STARRY: Spatial-Temporal Action-Centric World Modeling for Robotic Manipulation
arXiv:2604.26848v2 Announce Type: replace
Abstract: Robotic manipulation requires reasoning about future spatial-temporal interactions and geometric constraints, yet existing Vision-Language-Action (VLA) policies often leave predictive representation weakly coupled with action execution, causing failures in tasks requiring precise spatial-temporal coordination. We propose STARRY, a world-model-enhanced action-generation policy that aligns spatial-temporal prediction and action generation by jointly denoising future spatial-temporal latents and actions through a unified diffusion process.
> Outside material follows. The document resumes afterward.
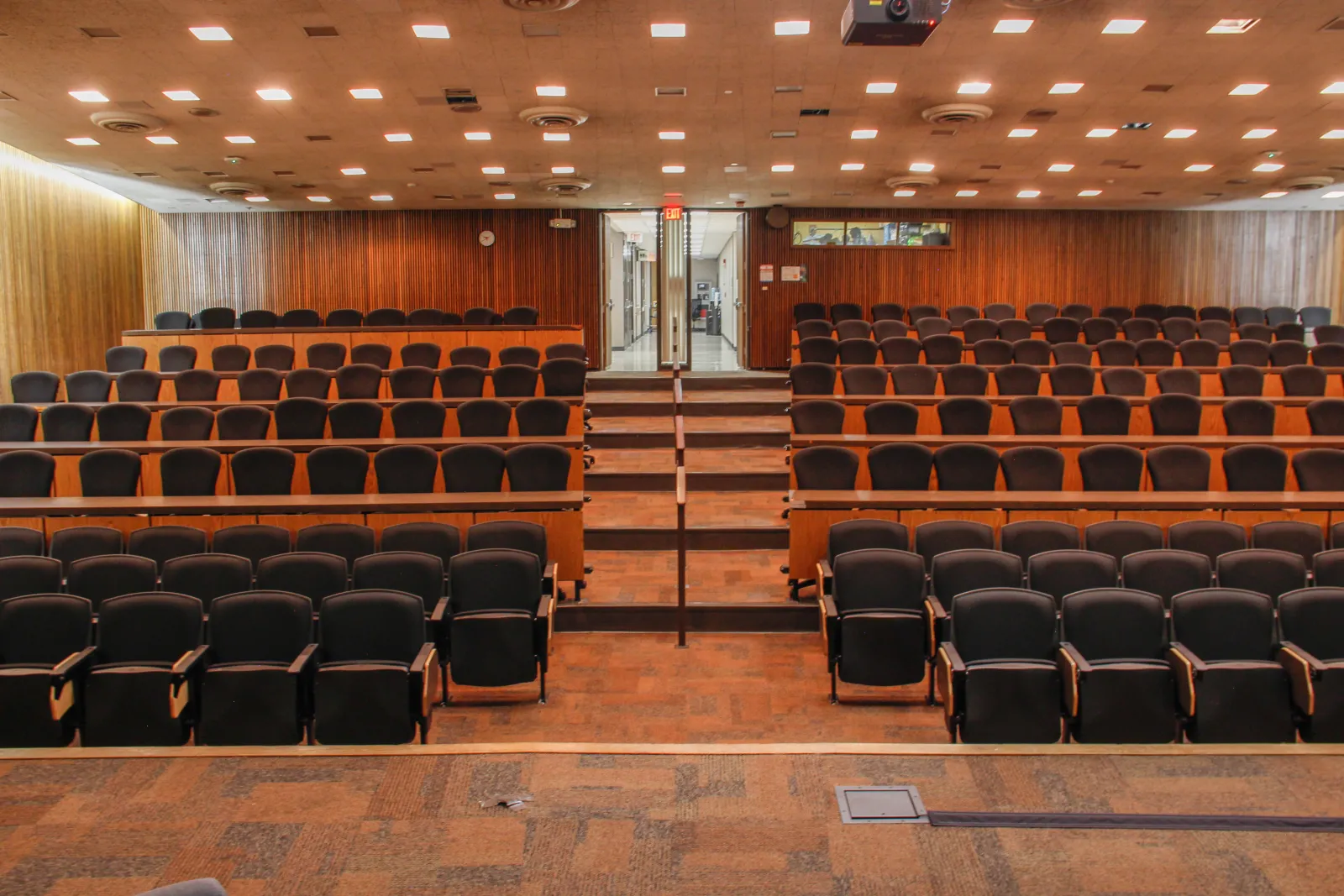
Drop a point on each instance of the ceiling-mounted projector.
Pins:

To bridge 2D visual tokens and 3D metric control, STARRY introduces Geometry-Aware Selective Attention Modulation (GASAM), which converts predicted depth and end-effector geometry into token-aligned weights for selective action-attention modulation. On RoboTwin 2.0, STARRY achieves 93.82% / 93.30% average success under Clean and Randomized settings across 50 bimanual tasks. Real-world experiments show that STARRY improves average success from 42.5% to 70.8% compared with $\pi_{0.5}$. These results demonstrate the effectiveness of action-centric spatial-temporal world modeling for spatially and temporally demanding robotic manipulation.